Os genocídios de Ruanda e Srebrenica, assim como o fracasso em consolidar regimes internacionais nas conferências da década de 1990, forçaram um diálogo maduro sobre as responsabilidades compartilhadas e a necessidade de conciliar segurança humana e segurança nacional. Além dos objetivos do milênio, substituídos pelos 17 objetivos de desenvolvimento sustentável (ODS), desenvolveram-se operações de paz robustas, justificadas pela Responsabilidade de Proteger, aprovada na Assembleia Geral da ONU em 2005. Por sua vez, o sucesso da experiência em Timor Leste alimentou esperanças de que se poderia apostar na capacidade da ONU de promover mudanças substantivas mediante esforços diplomáticos[6]. Finalmente, discutia-se seriamente a possibilidade de reformar o Conselho, especialmente quando o Brasil e a Índia se associaram à Alemanha e ao Japão, constituindo o G-4, em estreita articulação com a União Africana, com o objetivo de ampliar a legitimidade de um reformado e ritual Conselho de Segurança. Um par de anos depois, França e Reino Unido apoiaram a reforma com a inclusão do G-4, a favor de uma governança internacional mais eficaz.

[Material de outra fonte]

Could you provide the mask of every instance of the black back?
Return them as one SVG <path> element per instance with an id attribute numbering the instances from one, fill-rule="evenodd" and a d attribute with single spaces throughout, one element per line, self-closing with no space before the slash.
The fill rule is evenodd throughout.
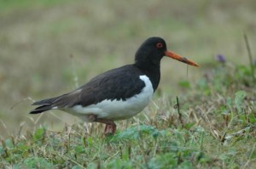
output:
<path id="1" fill-rule="evenodd" d="M 158 43 L 162 46 L 160 48 Z M 67 109 L 74 105 L 87 106 L 105 99 L 125 100 L 140 93 L 145 87 L 144 82 L 139 79 L 142 75 L 149 77 L 155 91 L 160 79 L 160 59 L 166 50 L 166 45 L 162 38 L 150 37 L 138 48 L 133 65 L 102 73 L 71 93 L 37 101 L 33 105 L 40 106 L 30 113 L 41 113 L 54 107 Z"/>

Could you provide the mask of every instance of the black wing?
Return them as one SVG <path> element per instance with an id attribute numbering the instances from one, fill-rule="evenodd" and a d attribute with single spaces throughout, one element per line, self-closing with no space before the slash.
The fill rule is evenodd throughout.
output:
<path id="1" fill-rule="evenodd" d="M 108 70 L 71 93 L 33 103 L 33 105 L 40 106 L 30 113 L 41 113 L 54 107 L 84 107 L 104 99 L 125 100 L 139 93 L 145 87 L 145 83 L 139 79 L 140 75 L 143 73 L 132 65 Z"/>

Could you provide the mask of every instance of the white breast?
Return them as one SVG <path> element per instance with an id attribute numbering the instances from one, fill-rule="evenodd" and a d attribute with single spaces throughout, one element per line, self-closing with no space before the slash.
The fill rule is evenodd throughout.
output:
<path id="1" fill-rule="evenodd" d="M 154 93 L 149 78 L 143 75 L 140 76 L 140 79 L 144 82 L 145 87 L 140 93 L 125 101 L 105 99 L 98 104 L 86 107 L 76 105 L 72 110 L 66 110 L 66 111 L 83 117 L 85 121 L 90 121 L 89 118 L 87 118 L 89 115 L 96 115 L 97 118 L 113 121 L 128 119 L 142 111 L 148 104 Z"/>

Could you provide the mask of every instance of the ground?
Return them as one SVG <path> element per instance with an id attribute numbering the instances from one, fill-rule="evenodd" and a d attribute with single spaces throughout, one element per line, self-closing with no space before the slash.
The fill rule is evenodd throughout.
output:
<path id="1" fill-rule="evenodd" d="M 255 7 L 253 0 L 0 1 L 1 166 L 253 168 Z M 117 122 L 115 136 L 102 138 L 102 125 L 61 111 L 28 115 L 32 100 L 132 63 L 152 36 L 201 67 L 164 59 L 152 103 Z"/>

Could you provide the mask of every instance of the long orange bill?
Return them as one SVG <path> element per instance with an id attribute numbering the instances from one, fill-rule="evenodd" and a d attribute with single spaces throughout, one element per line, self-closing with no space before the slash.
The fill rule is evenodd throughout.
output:
<path id="1" fill-rule="evenodd" d="M 166 56 L 168 56 L 169 58 L 172 58 L 173 59 L 177 59 L 180 62 L 183 62 L 183 63 L 188 64 L 189 65 L 194 65 L 194 66 L 199 67 L 199 65 L 195 62 L 193 62 L 193 61 L 191 61 L 191 60 L 189 60 L 186 58 L 181 57 L 181 56 L 174 54 L 173 52 L 170 51 L 170 50 L 166 50 Z"/>

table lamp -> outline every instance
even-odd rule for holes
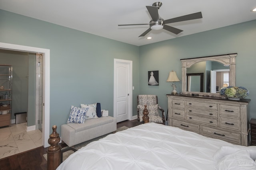
[[[180,80],[178,78],[176,74],[176,72],[172,70],[169,73],[169,76],[166,80],[166,82],[179,82]],[[172,86],[173,87],[173,90],[172,92],[172,94],[174,95],[177,94],[177,91],[176,91],[176,84],[174,83],[172,83]]]

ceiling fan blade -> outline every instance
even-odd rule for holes
[[[134,24],[118,24],[118,26],[139,25],[149,25],[149,23],[135,23]]]
[[[149,32],[149,31],[151,31],[151,29],[150,28],[149,28],[149,29],[147,29],[147,30],[146,31],[145,31],[143,33],[142,33],[142,35],[140,35],[139,36],[139,37],[144,36],[145,35],[146,35],[146,34],[147,34]]]
[[[158,8],[156,6],[146,6],[149,14],[151,16],[152,20],[154,21],[157,21],[159,19],[158,15]]]
[[[178,34],[183,31],[181,29],[178,29],[178,28],[174,28],[174,27],[171,27],[170,26],[166,25],[164,25],[164,27],[163,28],[166,30],[171,32],[175,34]]]
[[[180,22],[181,21],[188,21],[196,19],[202,18],[203,18],[201,12],[186,15],[170,19],[164,21],[165,24],[173,23],[174,22]]]

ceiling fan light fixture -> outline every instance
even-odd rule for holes
[[[162,25],[154,25],[151,26],[150,28],[151,29],[154,29],[154,30],[159,30],[163,27],[164,26]]]

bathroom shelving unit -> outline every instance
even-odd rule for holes
[[[11,124],[12,66],[0,64],[0,127]]]

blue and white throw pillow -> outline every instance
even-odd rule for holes
[[[82,108],[88,108],[88,111],[85,115],[85,119],[97,118],[96,108],[97,103],[91,104],[81,104],[81,107]]]
[[[72,106],[71,111],[67,123],[84,123],[85,115],[88,110],[88,108],[80,108]]]

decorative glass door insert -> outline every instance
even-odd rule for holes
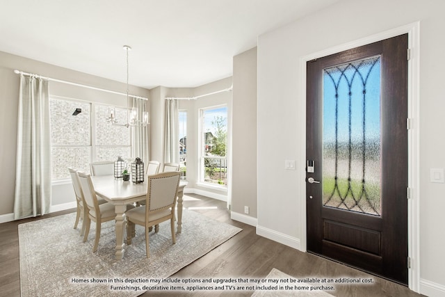
[[[381,214],[381,56],[323,70],[323,204]]]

A reforma não ocorreu, mas o argumento em favor de compartilhar responsabilidades para produzir um mundo mais seguro estava lá. O referido relatório sintetizou avanços relativos à agenda de reforma da ONU. Em suas páginas, consolidou-se o diagnóstico de um mundo profundamente interdependente e carente de instâncias de governança eficazes e legítimas, e reconheceu-se a necessidade de enfrentar ameaças e vulnerabilidades, simultânea e sinergicamente, nos âmbitos global, regional e nacional, compartilhando responsabilidades entre países ricos e pobres, fracos e poderosos, já que ameaças terroristas, sanitárias (15 anos antes da pandemia de COVID-19) e ambientais afetam a todos indistintamente. Finalmente, sublinhava-se o vínculo entre segurança e desenvolvimento: sem esperança no futuro, a população dos países pobres tende a emigrar para os países mais desenvolvidos e torna-se mais vulnerável diante das organizações criminosas transnacionais. É o mundo em que vivemos hoje.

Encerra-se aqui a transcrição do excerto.